Advanced Centre of Research in High Energy Materials, University of Hyderabad, Prof. C. R. Rao Road, Gachibowli, Hyderabad 500 046, Andhra Pradesh, India.
J Chem Phys. 2013 May 7;138(17):174701. doi: 10.1063/1.4802722.
High pressure behavior of potassium chlorate (KClO3) has been investigated from 0 to 10 GPa by means of first principles density functional theory calculations. The calculated ground state parameters, transition pressure, and phonon frequencies using semiempirical dispersion correction scheme are in excellent agreement with experiment. It is found that KClO3 undergoes a pressure induced first order phase transition with an associated volume collapse of 6.4% from monoclinic (P2(1)/m) → rhombohedral (R3m) structure at 2.26 GPa, which is in good accord with experimental observation. However, the transition pressure was found to underestimate (0.11 GPa) and overestimate (3.57 GPa) using local density approximation and generalized gradient approximation functionals, respectively. Mechanical stability of both the phases is explained from the calculated single crystal elastic constants. In addition, the zone center phonon frequencies have been calculated using density functional perturbation theory at ambient as well as at high pressure and the lattice modes are found to soften under pressure between 0.6 and 1.2 GPa. The present study reveals that the observed structural phase transition leads to changes in the decomposition mechanism of KClO3 which corroborates with the experimental results.

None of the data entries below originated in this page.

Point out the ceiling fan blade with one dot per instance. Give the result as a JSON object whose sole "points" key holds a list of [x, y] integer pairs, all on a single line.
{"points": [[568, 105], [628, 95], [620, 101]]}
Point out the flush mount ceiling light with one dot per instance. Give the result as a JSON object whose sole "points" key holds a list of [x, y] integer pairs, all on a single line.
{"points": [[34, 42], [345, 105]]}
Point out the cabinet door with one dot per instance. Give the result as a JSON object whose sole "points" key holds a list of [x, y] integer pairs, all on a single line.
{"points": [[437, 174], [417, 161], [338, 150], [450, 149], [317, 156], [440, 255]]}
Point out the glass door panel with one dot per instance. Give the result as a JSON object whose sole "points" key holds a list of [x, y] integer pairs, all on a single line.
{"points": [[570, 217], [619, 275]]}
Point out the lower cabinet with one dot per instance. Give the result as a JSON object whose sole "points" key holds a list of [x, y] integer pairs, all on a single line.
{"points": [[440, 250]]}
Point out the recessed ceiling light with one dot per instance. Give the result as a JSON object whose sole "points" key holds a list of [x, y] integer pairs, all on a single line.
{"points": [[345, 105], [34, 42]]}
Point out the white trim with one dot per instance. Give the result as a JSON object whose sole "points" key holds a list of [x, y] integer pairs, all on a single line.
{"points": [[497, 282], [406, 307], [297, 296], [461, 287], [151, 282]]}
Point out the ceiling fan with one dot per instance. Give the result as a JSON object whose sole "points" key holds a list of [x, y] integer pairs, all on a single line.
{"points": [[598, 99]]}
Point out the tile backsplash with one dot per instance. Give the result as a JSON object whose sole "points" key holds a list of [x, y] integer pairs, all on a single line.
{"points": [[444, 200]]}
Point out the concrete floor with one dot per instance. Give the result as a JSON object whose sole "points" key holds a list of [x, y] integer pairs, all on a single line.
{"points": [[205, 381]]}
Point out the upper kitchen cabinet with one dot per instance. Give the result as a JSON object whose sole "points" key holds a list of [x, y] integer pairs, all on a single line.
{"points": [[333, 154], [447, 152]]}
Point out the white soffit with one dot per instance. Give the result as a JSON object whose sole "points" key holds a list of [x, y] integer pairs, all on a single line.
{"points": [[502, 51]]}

采用第一性原理密度泛函理论计算研究了氯酸钾(KClO3)在 0 至 10 GPa 范围内的高压行为。用半经验色散校正方案计算得到的基态参数、转变压力和声子频率与实验结果非常吻合。研究发现,KClO3 在 2.26 GPa 时经历了由单斜(P2(1)/m)→三方(R3m)结构的一级压力诱导相变,伴随着 6.4%的体积收缩,这与实验观察结果一致。然而,用局域密度近似和广义梯度近似泛函分别计算得到的相变压力低估(0.11 GPa)和高估(3.57 GPa)。用计算得到的单晶弹性常数解释了两个相的力学稳定性。此外,在环境压力和高压下,使用密度泛函微扰理论计算了晶心声子频率,发现晶格模式在 0.6 至 1.2 GPa 之间的压力下软化。本研究表明,观察到的结构相变导致 KClO3 分解机制发生变化,这与实验结果相符。